Jo Yeong-seok

Personal information
- Nationality: South Korean
- Born: 1 January 1934 (age 92) North Gyeongsang, Korea
- Education: Waseda University

Korean name
- Hangul: 조영석
- Hanja: 趙永石
- RR: Jo Yeongseok
- MR: Cho Yŏngsŏk

Sport
- Sport: Alpine skiing

= Jo Yeong-seok =

South Korean skier (born 1934)

Young S. Cho (born 1 January 1934), also known as Jo Yeong-seok, is a South Korean alpine skier. He competed in two events at the 1964 Winter Olympics.

He attended Waseda University in Tokyo, Japan. He participated in the university division of the 42nd (1961), 43rd (1962), and 44th (1963) Winter Korean National Sports Festivals along with a team of fellow Koreans living in Japan.

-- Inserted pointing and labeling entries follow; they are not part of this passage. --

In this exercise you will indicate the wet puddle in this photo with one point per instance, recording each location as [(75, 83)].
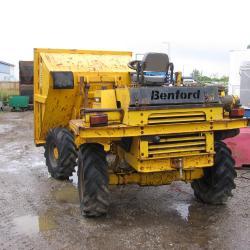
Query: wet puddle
[(29, 224), (183, 210), (5, 128)]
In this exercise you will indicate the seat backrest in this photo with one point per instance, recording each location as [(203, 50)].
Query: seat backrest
[(155, 62)]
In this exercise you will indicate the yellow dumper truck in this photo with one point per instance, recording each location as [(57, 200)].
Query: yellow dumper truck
[(131, 122)]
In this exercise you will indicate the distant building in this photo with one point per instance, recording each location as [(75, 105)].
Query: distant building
[(6, 71)]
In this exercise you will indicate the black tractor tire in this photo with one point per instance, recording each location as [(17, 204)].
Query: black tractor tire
[(62, 165), (218, 181), (93, 180)]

He moved to the United States in 1966, where he established a textile manufacturing business. By 1975 he had become the president of the Colorado Korean Association. He is also a member of the Rotary Club of Denver. He is a board member of the Colorado Symphony Orchestra. From 2021 to 2024, he organized golf tournaments to provide scholarships to children of employees at Pinehurst Country Club, where he had been a member for five decades.